Optimization of processing parameters for rheo-casting AZ91D magnesium alloy
WANG Ya-bao(王亚宝), XU Jun(徐 骏), YANG Bi-cheng(杨必成), ZHANG Zhi-feng(张志峰)
General Research Institute for Nonferrous Metals, Beijing 100088, China
Received 12 June 2008; accepted 5 September 2008
Abstract: A design of experiment technique was used to optimize the microstructure of the AZ91D alloy produced by rheo-casting. The experimental design consists of four parameters (pouring temperature, shearing temperature, shearing time and shearing rate) with three levels. The grain size and shape factor measurements of primary α-Mg particles were conducted to determine the microstructure. The contribution of each parameter shows that pouring temperature is the most significant parameter affecting the grain size, and the shape factor highly depends on the shearing temperature. The optimized rheo-casting processing parameters are 650 ℃ for pouring temperature, 585 ℃ for shearing temperature, 40 s for shearing time, and 600 r/min for shearing rate. Under the optimized processing parameters, the average grain size is 28.53 μm, and the shape factor is 0.591.
Key words: AZ91D; rheo-casting; processing parameters; optimization
1 Introduction
With the manufacturing process of the magnesium alloys, the semi-solid forming technologies have been increasingly developed[1]. The rheo-forming process is an innovative one-step semisolid processing technique with many advantages, such as fine and uniform microstructure, enhanced mechanical properties[2]. However, one of the challenges for the application of rheo- forming is to ensure that components hold consistent mechanical and metallurgical properties, implying that semi-solid technology must be controlled within a certain range[3].
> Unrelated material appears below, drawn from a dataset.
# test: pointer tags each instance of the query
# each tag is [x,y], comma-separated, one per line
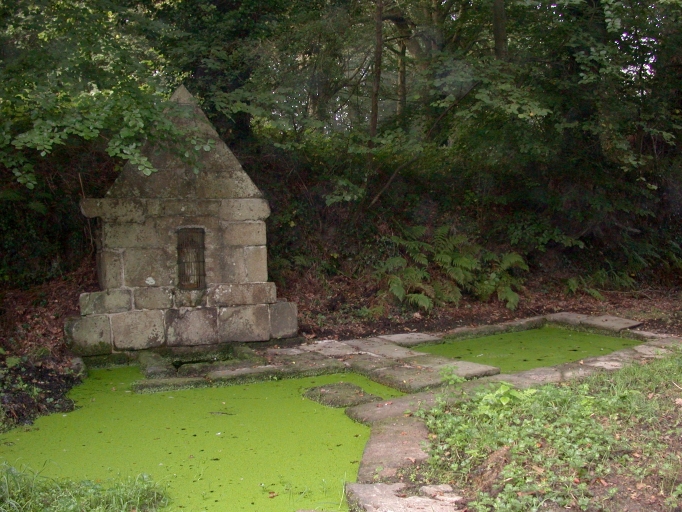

During rheo-forming, the preparation of semi-solid slurry with spherical primary grains plays a very important role, because it is the most important factor to effectively achieve the cost and make rheo-forming commercial in industry application. At present, there are many rheo-casting methods for preparing semi-solid slurry, such as the electromagnetic stirring, the new rheo casting (NRCTM) process, the twin-screw process, the semi-solid rheo-casting(SSRTM) process, continuous rheo-convection process(CRP), the sub-liquidus casting(SLC) and the near liquidus casting process. However, only the electromagnetic stirring and the NRCTM processes have successfully been used for exploiting the potential of rheo-forming, and the other processes are still in development now[4-10]. FAN[10] have accounted out that the microstructure of the magnesium alloy was primarily determined by several key processing parameters, such as slurry treatment temperature, treatment time and treatment intensity[11].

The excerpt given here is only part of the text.